At this point, I think I would prefer to know what I want to do but be afraid to pursue it rather than have zero clue about where I want to be professionally.

Ms Mustard (#5,336)

Yes! So glad this is a topic on here. In the non-profit I work for, there is a very large expectation that I and my co-workers be grateful for being a part of the community, and basically all acknowledgement of my value to the organization comes directly from customers, rather than supervisors. There are expectations to donate money to the organization, to volunteer there, and no expectation that we be given raises for merit or for years of service. It can be a really difficult position to be in, especially working on the level of a non-profit where you are directly supplying the services that fulfill the organization’s mission. You really need to understand the intrinsic value of your work and be dedicated to do the work well at that level. It makes it really simple for an employer to exploit your dedication and engagement with the community to provide value to their organization with very little compensation for their workers.

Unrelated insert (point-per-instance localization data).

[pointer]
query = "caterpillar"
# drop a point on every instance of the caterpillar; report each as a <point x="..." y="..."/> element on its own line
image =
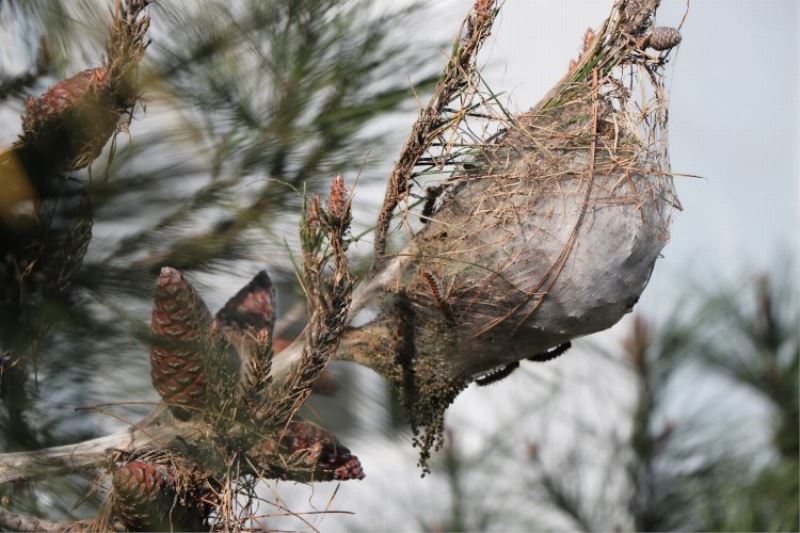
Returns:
<point x="549" y="355"/>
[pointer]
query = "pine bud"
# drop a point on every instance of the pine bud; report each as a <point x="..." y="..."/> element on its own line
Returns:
<point x="307" y="453"/>
<point x="71" y="122"/>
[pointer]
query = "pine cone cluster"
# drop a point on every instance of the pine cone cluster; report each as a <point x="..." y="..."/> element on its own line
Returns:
<point x="152" y="496"/>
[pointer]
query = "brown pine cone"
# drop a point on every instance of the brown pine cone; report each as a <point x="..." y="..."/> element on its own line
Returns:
<point x="69" y="124"/>
<point x="179" y="323"/>
<point x="663" y="38"/>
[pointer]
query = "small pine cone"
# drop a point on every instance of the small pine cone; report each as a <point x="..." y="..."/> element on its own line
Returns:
<point x="307" y="453"/>
<point x="71" y="122"/>
<point x="588" y="39"/>
<point x="179" y="323"/>
<point x="246" y="323"/>
<point x="338" y="201"/>
<point x="638" y="15"/>
<point x="148" y="496"/>
<point x="663" y="38"/>
<point x="140" y="490"/>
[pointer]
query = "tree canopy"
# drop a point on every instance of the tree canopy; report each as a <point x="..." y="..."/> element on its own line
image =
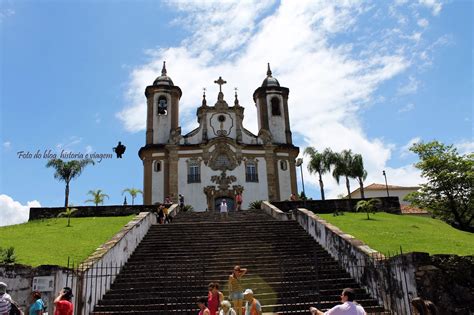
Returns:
<point x="449" y="191"/>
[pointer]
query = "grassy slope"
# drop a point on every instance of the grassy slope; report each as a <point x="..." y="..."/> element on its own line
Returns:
<point x="387" y="232"/>
<point x="51" y="242"/>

And very hard for workers to negotiate for fairer wages or better working conditions, because you don’t want to leave or work at the level of compensation you’re actually getting when you’re truly a believer. We talk about “drinking the Kool-aid” at my job, because the community is so intensive and all-encompassing, the lines between your personal and professional lives are pretty much non-existent.

Meaghano (#529)

@Ms Mustard EXACTLY!

planforamiracle (#4,034)

I work at a small non-profit arts org. In a way, it’s the “unicorn” among my previous arts jobs in that the work environment is extremely healthy and we all have boundaries about our jobs vs our personal lives. I think it’s partly due to our team getting along really well, and my boss having a business/management background outside the arts (there is a dearth of HR/people-management skills in my industry, IMO.) The other factor is that we’re an annual festival with a distinct busy season where it’s acknowledged that all hands will be on deck, and a distinct off-season where we still get work done but are encouraged to generally disappear for a little bit and recharge.
We all value the work that we do and the results of our labour, but I think we all have a sense that it’s not life-or-death.